Prime Minister John Howard returned to the Australian election
campaign on Monday under fire over his failure to meet Indonesian
President Megawati Soekarnoputri at the APEC summit in Shanghai.

Howard arrived in Perth after taking part in the Asia Pacific
Economic Cooperation (APEC) summit where he tried unsuccessfully
to meet Megawati to discuss, among other issues, people smuggling
from Indonesia to Australia.

But Howard, in Perth to farewell a 150-strong squadron of SAS
troops committed by Australia to the U.S.-led campaign in
Afghanistan, said he would seek a formal meeting with Megawati
after the Nov. 10 election.

Opposition foreign affairs spokesman Laurie Brereton said
Megawati had managed eight separate bilateral meetings during the
two-day summit, but none with Howard.

"To fail utterly to get a meeting with Megawati Soekarnoputri
is nothing short of disgraceful," Brereton told ABC radio.

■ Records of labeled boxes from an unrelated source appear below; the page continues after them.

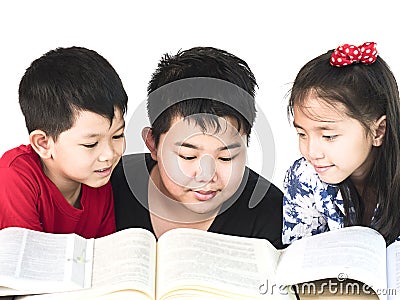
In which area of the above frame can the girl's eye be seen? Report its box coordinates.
[219,157,233,161]
[113,133,125,140]
[323,135,337,141]
[297,132,306,138]
[82,142,97,149]
[179,155,196,160]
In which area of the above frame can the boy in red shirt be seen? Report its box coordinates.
[0,47,128,238]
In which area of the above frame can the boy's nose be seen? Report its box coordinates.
[99,144,116,161]
[196,155,216,181]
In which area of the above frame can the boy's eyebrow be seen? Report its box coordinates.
[83,121,125,139]
[175,142,242,151]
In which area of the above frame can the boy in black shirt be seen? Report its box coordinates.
[111,47,282,248]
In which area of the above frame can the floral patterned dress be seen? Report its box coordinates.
[282,158,354,244]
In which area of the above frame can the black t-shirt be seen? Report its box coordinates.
[111,153,283,249]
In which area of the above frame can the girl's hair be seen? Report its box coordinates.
[288,50,400,243]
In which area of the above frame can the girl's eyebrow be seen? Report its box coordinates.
[174,142,242,151]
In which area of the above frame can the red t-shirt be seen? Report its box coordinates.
[0,145,115,238]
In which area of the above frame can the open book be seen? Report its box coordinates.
[0,227,400,300]
[0,228,296,300]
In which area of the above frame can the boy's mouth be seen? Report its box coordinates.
[94,167,112,176]
[193,190,217,201]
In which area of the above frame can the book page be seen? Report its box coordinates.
[386,241,400,300]
[0,227,90,295]
[12,228,156,300]
[157,228,292,299]
[276,226,386,298]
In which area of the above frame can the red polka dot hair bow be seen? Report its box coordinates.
[330,42,378,67]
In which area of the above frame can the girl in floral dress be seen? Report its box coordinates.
[282,42,400,244]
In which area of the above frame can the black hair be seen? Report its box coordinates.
[288,50,400,243]
[147,47,257,146]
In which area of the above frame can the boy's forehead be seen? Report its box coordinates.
[166,117,246,143]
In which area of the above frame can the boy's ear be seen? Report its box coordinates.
[29,130,54,159]
[373,115,386,147]
[142,127,157,160]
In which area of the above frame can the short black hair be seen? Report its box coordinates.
[19,47,128,139]
[147,47,257,146]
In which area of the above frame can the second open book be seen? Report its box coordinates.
[0,227,400,300]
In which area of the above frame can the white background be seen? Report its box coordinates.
[0,0,400,187]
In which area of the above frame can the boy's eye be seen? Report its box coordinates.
[82,142,97,148]
[113,133,125,140]
[179,154,196,160]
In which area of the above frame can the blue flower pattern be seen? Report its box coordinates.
[282,158,346,244]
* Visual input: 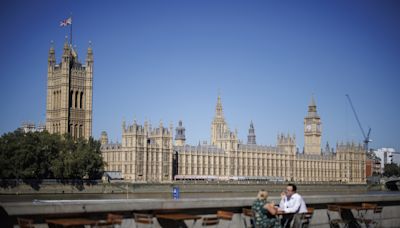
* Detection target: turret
[100,131,108,145]
[247,121,256,145]
[48,41,56,67]
[175,120,186,146]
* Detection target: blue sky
[0,0,400,150]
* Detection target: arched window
[79,92,83,109]
[58,90,61,108]
[75,91,78,108]
[52,91,57,109]
[74,124,78,139]
[69,90,74,108]
[79,124,83,137]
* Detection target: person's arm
[264,203,278,215]
[284,196,301,213]
[279,192,286,210]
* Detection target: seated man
[279,184,307,227]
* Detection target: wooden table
[46,218,97,227]
[156,213,201,228]
[339,205,375,227]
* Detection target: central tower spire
[211,95,228,145]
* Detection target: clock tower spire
[304,96,322,154]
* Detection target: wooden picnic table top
[156,213,201,221]
[46,218,97,227]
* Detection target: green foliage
[383,163,400,177]
[0,130,104,179]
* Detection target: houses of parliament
[46,41,366,184]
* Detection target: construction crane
[346,94,372,153]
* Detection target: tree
[0,130,104,179]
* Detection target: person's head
[286,184,297,197]
[257,189,268,200]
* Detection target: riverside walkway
[0,193,400,227]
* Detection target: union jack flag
[60,17,72,27]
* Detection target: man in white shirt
[278,184,307,227]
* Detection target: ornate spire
[215,95,224,118]
[247,121,256,145]
[175,120,186,140]
[49,41,56,64]
[86,40,93,63]
[308,95,318,117]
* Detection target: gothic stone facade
[46,40,93,139]
[101,97,366,184]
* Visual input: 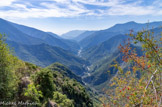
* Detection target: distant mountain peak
[61,30,85,39]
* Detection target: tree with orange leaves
[103,30,162,107]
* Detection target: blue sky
[0,0,162,34]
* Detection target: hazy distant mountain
[79,21,162,48]
[61,30,85,39]
[7,41,88,75]
[12,23,79,50]
[46,32,61,39]
[73,31,95,42]
[0,18,45,45]
[0,18,80,53]
[81,34,128,62]
[106,21,162,34]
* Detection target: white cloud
[0,0,162,18]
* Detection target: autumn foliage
[104,30,162,107]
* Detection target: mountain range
[0,19,162,93]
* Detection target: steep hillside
[7,41,88,75]
[0,34,94,107]
[61,30,85,39]
[84,45,143,91]
[10,22,79,52]
[0,18,44,45]
[81,34,128,62]
[74,31,96,42]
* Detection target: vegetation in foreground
[103,30,162,107]
[0,34,93,107]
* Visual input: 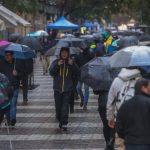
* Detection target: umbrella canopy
[47,16,79,30]
[81,57,118,90]
[35,30,48,36]
[0,41,12,47]
[117,36,138,48]
[19,36,42,51]
[110,46,150,68]
[0,44,36,59]
[8,33,21,43]
[45,38,83,56]
[26,32,40,37]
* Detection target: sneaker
[62,125,67,131]
[70,108,74,114]
[83,105,87,111]
[80,101,83,107]
[10,119,16,126]
[59,123,62,129]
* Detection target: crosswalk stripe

He said Howard had allowed Australia's relationship with
Indonesia drift year after year now and the consequence was a
high cost to taxpayers and a failure to combat people smuggling
through a regional solution.

The failure was costing Australia more than A$100 million
(US$50 million) to house asylum seekers in Pacific nations like
Nauru and Papua New Guinea, he said.

Brereton claimed she had met leaders of Canada, South Korea,
China, Singapore, Peru and even New Zealand's Prime Minister
Helen Clark, but had no time for the Australian prime minister.

"The tragedy of that is that the boats keep coming, John
Howard can't solve the problem and he wants Australians to pick
up the tab."

Howard said he managed to have some discussions with Megawati
when the leaders were together and there was no difficulty in the
relationship at a personal level.

He said if the government was re-elected, he would move
quickly to go to Indonesia for talks with Megawati on illegal
immigration to Australia using Indonesian vessels.

"I don't think it is going to be something that can be quickly
resolved and I say that very deliberately irrespective of who the
government of Australia is after the 10th of November."